Another unlikely scenario is that the court could invalidate DOMA on federalism grounds, declaring simply that the federal government has no role in saying who is married, even for purposes of federal programs. GLAD has always stated that Congress can determine the contours of federal programs, but that it must comply with the Equal Protection clause when doing so, including when it bases eligibility on “definitions” like DOMA.

GLAD has also consistently argued that federalism is relevant in informing the equal protection analysis:  where the federal government does not itself marry people and states do, what “federal interest” justifies DOMA’s unprecedented exclusion of a class of valid marriages from laws governing marital benefits and burdens?

At the same time, the justices are also weighing if the parties before them present a “case or controversy” that allows them to weigh in and decide the question. The Justices asked that the parties address the “jurisdiction” question because the Obama administration decided to stop defending DOMA in court because it came to believe the law is unconstitutional.
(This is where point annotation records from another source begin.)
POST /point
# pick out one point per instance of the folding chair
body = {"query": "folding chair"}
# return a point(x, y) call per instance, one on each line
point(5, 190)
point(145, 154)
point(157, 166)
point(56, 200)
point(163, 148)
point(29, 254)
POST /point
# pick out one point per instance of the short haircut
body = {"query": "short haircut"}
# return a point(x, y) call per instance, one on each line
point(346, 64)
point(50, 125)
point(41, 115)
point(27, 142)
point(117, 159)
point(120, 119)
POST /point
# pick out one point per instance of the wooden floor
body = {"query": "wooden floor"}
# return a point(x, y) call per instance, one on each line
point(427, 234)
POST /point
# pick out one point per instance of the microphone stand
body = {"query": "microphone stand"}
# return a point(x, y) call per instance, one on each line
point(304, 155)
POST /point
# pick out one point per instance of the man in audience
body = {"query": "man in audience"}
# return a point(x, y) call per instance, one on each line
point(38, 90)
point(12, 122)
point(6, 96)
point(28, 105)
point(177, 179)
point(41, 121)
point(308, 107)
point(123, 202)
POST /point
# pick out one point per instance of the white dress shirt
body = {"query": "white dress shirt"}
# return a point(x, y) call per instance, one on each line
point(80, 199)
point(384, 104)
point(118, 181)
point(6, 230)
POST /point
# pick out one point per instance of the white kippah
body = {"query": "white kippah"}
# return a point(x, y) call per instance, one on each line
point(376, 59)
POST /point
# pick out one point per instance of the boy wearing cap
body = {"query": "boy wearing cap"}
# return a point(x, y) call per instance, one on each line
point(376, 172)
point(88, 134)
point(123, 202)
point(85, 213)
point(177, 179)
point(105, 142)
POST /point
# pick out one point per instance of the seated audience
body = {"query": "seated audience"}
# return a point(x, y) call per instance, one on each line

Although the US is now effectively on  the same side as Edith Windsor, the New York lesbian who challenged DOMA because the federal government didn’t recognize her marriage to her late spouse and taxed that spouse’s estate, Mary is hopeful that the court will reach the merits of the case. The court can find adversity, Mary noted, where the lower courts found DOMA unconstitutional and ordered reimbursement to Edith Windsor from the US Treasury, and also because the President continues to enforce the law.

There were also arguments about whether the Bipartisan Legal Advisory Group, a group of U.S. House members, had “standing” – or the legal right – to take up the legal defense of DOMA after the Obama administration stopped.  That group did not act for the whole House and has no particular and personal injury, but instead only a general (even if passionate) interest in DOMA being enforced.

Similarly, the Supreme Court is also weighing whether or not they have jurisdiction to hear Hollingsworth v. Perry.  The State of California did not appeal when Judge Walker invalidated Prop 8 after trial in August 2010.  Like BLAG in the DOMA context, the proponents are not personally harmed by Prop 8.  Moreover, private citizens do not normally have a basis for asserting the interests of the state itself.

Mary noted that five justices seemed “very concerned” about whether Prop. 8 proponents should have appealed Judge Vaughn Walker’s District Court decision that the measure was unconstitutional to the 9th Circuit Court of Appeals, which upheld Walker’s ruling. If the Supreme Court finds that the Prop 8 proponents had no standing to appeal, the case would be dismissed, resulting in a significant victory in restoring marriage in California.

Despite all the wrangling over jurisdiction at oral argument, Mary theorized that it would be odd for the Court to avoid the merits of the cases. “It would be quite odd, I think, for the Supreme Court to have granted review in both of these cases and then suddenly to decide that neither of them should have been before it.”

The justices have now retreated to their chambers to deliberate, digest the many party and amicus briefs filed in the cases, and exchange draft opinions. There’s no predicting the outcome though the reams of speculation and analysis that have already been written will certainly keep you – and me - occupied from now until we actually get a decision, mostly likely sometime in June.